On the need for the writer to have a hide like a rhino
The reviewer at Challenging Destiny did not like TP. Putting up a link seems an exercise in masochism, but it's easily enough found. Unfortunately, it's not the kind of review the writer can learn much from, because his issue was with fundamentals, our "feudal society in space" and the story we chose to tell. It just didn't work for him, and after a fair summary of the book, he said so. Not much one can do with that but listen respectfully and stand by the society we built and the story itself; if we didn't believe in it ourselves, we wouldn't have written it.

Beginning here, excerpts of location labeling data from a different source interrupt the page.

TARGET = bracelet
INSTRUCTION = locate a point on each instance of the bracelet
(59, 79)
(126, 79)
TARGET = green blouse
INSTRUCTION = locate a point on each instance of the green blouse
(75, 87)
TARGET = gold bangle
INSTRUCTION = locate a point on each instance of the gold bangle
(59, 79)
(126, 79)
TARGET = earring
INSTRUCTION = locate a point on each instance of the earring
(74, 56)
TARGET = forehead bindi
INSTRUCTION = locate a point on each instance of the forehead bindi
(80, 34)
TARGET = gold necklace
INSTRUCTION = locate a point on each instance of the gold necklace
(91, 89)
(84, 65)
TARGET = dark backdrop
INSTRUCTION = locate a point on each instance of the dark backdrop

Well, Ranar had the same problem with the sword thing. Guess some people won't believe it until they visit Gelion. :-) Good time to remember that someone slammed Marie for her history and hated J.K. Rowling's take on magic. Personally it is Earth-style militarism in space that I have always found hard to swallow. The cost and fragility of colonies suggests to me that if we ain't going out there if we don't solve the war problem. Even planets won't be safe if we're still into mass murder as a defensible lifestyle by the time we have easy access to space travel. But no one complains about shoot 'em ups in space as implausible from a short term economic or long term survivability of the species point of view. I guess I always knew, though, that "swords in space" would not go down well with some people no matter how carefully it is justified sociologically or how interesting it is as a metaphor for our on-going preoccupation with the imperatives of the last millenium as we grop our way forward into the next one.